Human‑Crafted XOR Trick Beats LLMs in Detecting Redis Vector Set Bugs

Original link: antirez.com/user/antirez

The original author, antirez, the creator of Redis, uses a story to show that human creativity still outperforms large language models (LLMs).

He explains that he is not anti‑AI; he frequently uses LLMs for code review, idea generation, and exploring solutions, but emphasizes that current AI is far from human intelligence.

Redis Vector Sets Real Case

While fixing a complex bug in Redis's Vector Sets module, a new data‑safety mechanism was introduced: even if the checksum passes, the system rejects loading when structural inconsistencies are detected. The mechanism is disabled by default but provides an extra safety net.

To speed up saving and loading the HNSW graph structure in RDB files, he serialized only the connection graph instead of individual vector elements, storing each node’s neighbor list as integer IDs and reconstructing pointers on load.

However, this approach caused three classic problems:

If data is corrupted, a link may exist from A to B but not back from B to A.

When deleting B, the reference from A to B is not cleared because the reverse link was missing.

Scanning the graph then accesses B and subsequently A, leading to a use‑after‑free error.

Human Vs LLM

To detect non‑mutual links after loading, the naïve exhaustive check (enumerating every neighbor for every node and layer) is O(N²) and would double loading time for a 20‑million‑vector graph.

He asked Gemini 2.5 Pro for an efficient solution. The model suggested sorting neighbor lists and using binary search, which the author already knew. When pressed for alternatives, Gemini had none.

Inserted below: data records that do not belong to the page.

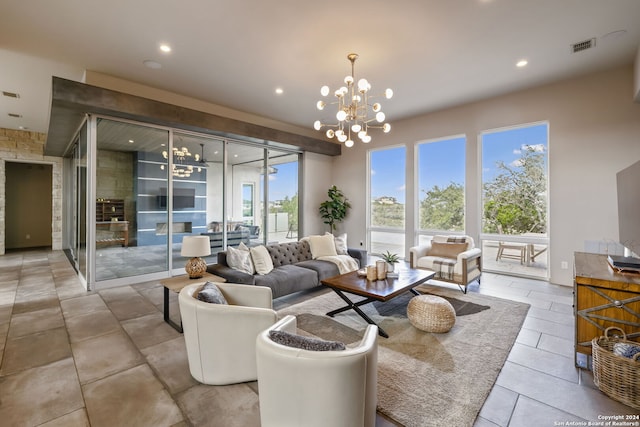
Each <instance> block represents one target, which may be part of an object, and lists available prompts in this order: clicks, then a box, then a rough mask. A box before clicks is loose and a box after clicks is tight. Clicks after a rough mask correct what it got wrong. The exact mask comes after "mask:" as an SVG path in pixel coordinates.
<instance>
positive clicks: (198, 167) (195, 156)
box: [160, 147, 202, 178]
mask: <svg viewBox="0 0 640 427" xmlns="http://www.w3.org/2000/svg"><path fill="white" fill-rule="evenodd" d="M172 153H173V166H172V168H171V174H172V175H173V176H175V177H178V178H189V177H190V176H191V174H192V173H193V166H192V165H189V164H187V163H188V162H189V159H190V158H191V157H193V158H194V160H195V161H196V162H197V161H199V160H200V155H199V154H197V153H196V154H194V155H192V154H191V152H190V151H189V149H188V148H187V147H182V148H176V147H173V150H172ZM162 157H164V158H165V159H169V153H168V152H167V151H166V150H165V151H163V152H162ZM160 169H162V170H164V165H160ZM201 170H202V169H201V168H200V167H198V172H200V171H201Z"/></svg>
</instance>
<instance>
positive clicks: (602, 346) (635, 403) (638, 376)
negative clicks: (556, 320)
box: [591, 327, 640, 409]
mask: <svg viewBox="0 0 640 427" xmlns="http://www.w3.org/2000/svg"><path fill="white" fill-rule="evenodd" d="M613 330H616V331H617V332H616V333H620V335H621V336H622V338H620V336H615V335H613ZM610 335H611V336H610ZM616 343H629V344H635V345H638V343H637V342H634V341H627V335H626V334H625V333H624V331H623V330H622V329H620V328H616V327H609V328H607V329H606V330H605V331H604V336H602V337H600V338H594V339H593V340H592V341H591V345H592V356H593V382H594V383H595V385H596V386H598V388H599V389H600V391H602V392H603V393H604V394H606V395H607V396H609V397H611V398H612V399H614V400H617V401H618V402H621V403H624V404H625V405H628V406H631V407H632V408H636V409H640V353H638V354H636V355H635V356H634V358H633V359H629V358H627V357H623V356H618V355H617V354H614V353H613V346H614V344H616Z"/></svg>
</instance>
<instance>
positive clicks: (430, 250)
mask: <svg viewBox="0 0 640 427" xmlns="http://www.w3.org/2000/svg"><path fill="white" fill-rule="evenodd" d="M466 249H467V244H466V243H439V242H431V249H430V250H429V256H437V257H442V258H454V259H455V258H458V254H459V253H460V252H464V251H465V250H466Z"/></svg>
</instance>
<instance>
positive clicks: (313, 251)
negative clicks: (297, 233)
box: [309, 234, 338, 259]
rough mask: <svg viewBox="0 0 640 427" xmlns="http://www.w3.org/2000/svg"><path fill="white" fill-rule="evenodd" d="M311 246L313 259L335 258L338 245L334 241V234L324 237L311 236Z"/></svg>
mask: <svg viewBox="0 0 640 427" xmlns="http://www.w3.org/2000/svg"><path fill="white" fill-rule="evenodd" d="M309 246H311V256H312V257H313V259H316V258H320V257H322V256H335V255H338V254H337V252H336V244H335V243H334V241H333V234H325V235H324V236H309Z"/></svg>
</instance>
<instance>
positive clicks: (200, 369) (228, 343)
mask: <svg viewBox="0 0 640 427" xmlns="http://www.w3.org/2000/svg"><path fill="white" fill-rule="evenodd" d="M202 285H203V283H196V284H193V285H188V286H186V287H185V288H183V289H182V290H181V291H180V295H179V296H178V302H179V304H180V315H181V316H182V327H183V330H184V340H185V344H186V347H187V357H188V359H189V370H190V371H191V376H192V377H193V378H195V379H196V380H198V381H199V382H201V383H203V384H210V385H225V384H235V383H240V382H246V381H255V380H256V379H257V378H258V374H257V368H256V336H258V334H259V333H260V332H261V331H264V330H265V329H266V328H268V327H269V326H271V325H273V324H274V323H275V322H276V320H278V316H277V314H276V312H275V311H274V310H273V309H272V301H273V300H272V298H271V289H270V288H267V287H262V286H253V285H238V284H234V283H216V285H217V286H218V288H219V289H220V291H221V292H222V294H223V295H224V297H225V299H226V300H227V302H228V303H229V304H228V305H224V304H212V303H207V302H203V301H200V300H198V299H197V298H196V297H197V293H198V292H199V291H200V288H202Z"/></svg>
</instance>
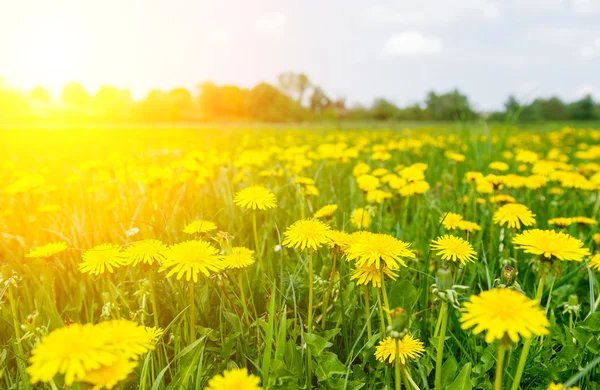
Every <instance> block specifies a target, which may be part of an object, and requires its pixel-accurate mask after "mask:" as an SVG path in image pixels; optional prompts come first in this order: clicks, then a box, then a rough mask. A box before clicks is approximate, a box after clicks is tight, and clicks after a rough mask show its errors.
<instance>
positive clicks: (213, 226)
mask: <svg viewBox="0 0 600 390" xmlns="http://www.w3.org/2000/svg"><path fill="white" fill-rule="evenodd" d="M215 229H217V225H215V224H214V223H213V222H211V221H204V220H198V221H194V222H191V223H189V224H188V225H187V226H186V227H185V229H183V232H184V233H187V234H196V233H208V232H212V231H213V230H215Z"/></svg>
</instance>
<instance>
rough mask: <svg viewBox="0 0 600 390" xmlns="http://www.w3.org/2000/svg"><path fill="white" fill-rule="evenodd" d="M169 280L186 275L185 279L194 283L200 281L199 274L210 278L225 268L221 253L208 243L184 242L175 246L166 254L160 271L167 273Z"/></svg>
mask: <svg viewBox="0 0 600 390" xmlns="http://www.w3.org/2000/svg"><path fill="white" fill-rule="evenodd" d="M169 268H171V270H170V271H169V273H167V278H168V277H170V276H172V275H175V274H177V279H181V278H182V277H183V276H184V275H185V279H186V280H187V281H188V282H189V281H190V280H193V281H194V283H195V282H197V281H198V273H199V272H202V273H203V274H204V275H205V276H210V273H211V272H217V271H219V270H221V269H222V268H223V263H222V261H221V259H220V257H219V251H218V250H217V249H216V248H215V247H213V246H211V245H210V244H209V243H208V242H206V241H199V240H193V241H184V242H182V243H179V244H175V245H173V246H171V247H170V248H169V250H168V251H167V252H166V253H165V261H164V262H163V263H162V267H161V268H160V271H161V272H163V271H166V270H167V269H169Z"/></svg>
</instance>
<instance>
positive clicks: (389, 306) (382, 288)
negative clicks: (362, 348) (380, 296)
mask: <svg viewBox="0 0 600 390" xmlns="http://www.w3.org/2000/svg"><path fill="white" fill-rule="evenodd" d="M379 274H380V275H381V291H382V292H383V304H384V305H385V310H386V314H387V319H388V325H389V326H392V315H391V314H390V301H388V299H387V291H386V290H385V279H384V277H385V275H384V274H383V268H381V269H379Z"/></svg>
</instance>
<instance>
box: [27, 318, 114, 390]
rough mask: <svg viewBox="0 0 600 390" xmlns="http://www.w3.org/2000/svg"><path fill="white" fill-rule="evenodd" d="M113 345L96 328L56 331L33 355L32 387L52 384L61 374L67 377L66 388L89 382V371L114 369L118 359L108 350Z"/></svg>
mask: <svg viewBox="0 0 600 390" xmlns="http://www.w3.org/2000/svg"><path fill="white" fill-rule="evenodd" d="M109 341H110V334H109V332H106V331H102V330H99V329H98V328H96V327H95V326H94V325H92V324H86V325H80V324H71V325H70V326H68V327H64V328H59V329H55V330H54V331H52V332H51V333H50V334H48V335H47V336H44V337H43V338H42V340H41V341H40V342H39V343H38V344H37V345H36V346H35V348H34V349H33V351H32V352H31V357H30V358H29V367H28V368H27V373H28V374H29V376H30V379H31V383H33V384H35V383H37V382H49V381H50V380H51V379H52V378H54V376H56V375H57V374H64V376H65V384H66V385H69V386H70V385H72V384H73V382H75V381H81V380H82V379H83V378H85V374H86V372H87V371H91V370H96V369H99V368H101V367H102V366H110V365H111V364H112V363H113V362H115V361H116V360H117V359H118V356H117V355H116V354H115V352H114V351H111V350H110V349H107V348H106V345H107V344H108V343H109Z"/></svg>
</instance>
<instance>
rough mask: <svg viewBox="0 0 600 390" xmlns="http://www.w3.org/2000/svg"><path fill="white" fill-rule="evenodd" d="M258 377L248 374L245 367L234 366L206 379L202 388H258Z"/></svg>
mask: <svg viewBox="0 0 600 390" xmlns="http://www.w3.org/2000/svg"><path fill="white" fill-rule="evenodd" d="M260 389H262V387H260V378H259V377H257V376H255V375H252V374H248V370H246V369H245V368H234V369H233V370H228V371H225V372H223V374H221V375H215V376H213V377H212V378H211V379H210V380H209V381H208V386H207V387H205V388H204V390H260Z"/></svg>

The author proposed recording each link as a key A:B:X (X is the layer) while ensuring A > B to avoid duplicates, storing them in a hash table, and deleting the entry when the reverse link is found. A non‑empty hash table after scanning indicates non‑mutual links.

Gemini pointed out the overhead of constructing keys with snprintf() and hashing. The author countered that a fixed‑size key can be built with three memcpy() calls, eliminating the need for snprintf().

He then suggested an XOR accumulator: for each link A:B:X (8 + 8 + 4 bytes), XOR the three values into a fixed‑size accumulator. Mutual links cancel out, leaving a non‑zero accumulator if any link is missing. He warned about possible collisions (false negatives) and noted that pointer patterns could be predictable.

To reduce collision risk, he proposed using a high‑quality hash function such as MurmurHash‑128 with a random seed from /dev/urandom. Each key S:A:B:X (S is the seed) is hashed, and the 128‑bit result is XORed into a 128‑bit register. A non‑zero register after processing indicates non‑mutual links, with a much lower false‑positive rate.

Gemini approved this approach, noting its practicality for a best‑effort feature that is disabled by default but valuable for performance‑critical systems.

Conclusion: Why Humans Still Lead

The author concludes that human brains retain a decisive creative advantage, allowing unconventional yet effective solutions that LLMs struggle to generate.

He also acknowledges Gemini’s role as a valuable “intelligent rubber duck,” helping accelerate the brainstorming process.

For high‑performance system developers, LLMs are powerful assistants, but they complement rather than replace human ingenuity.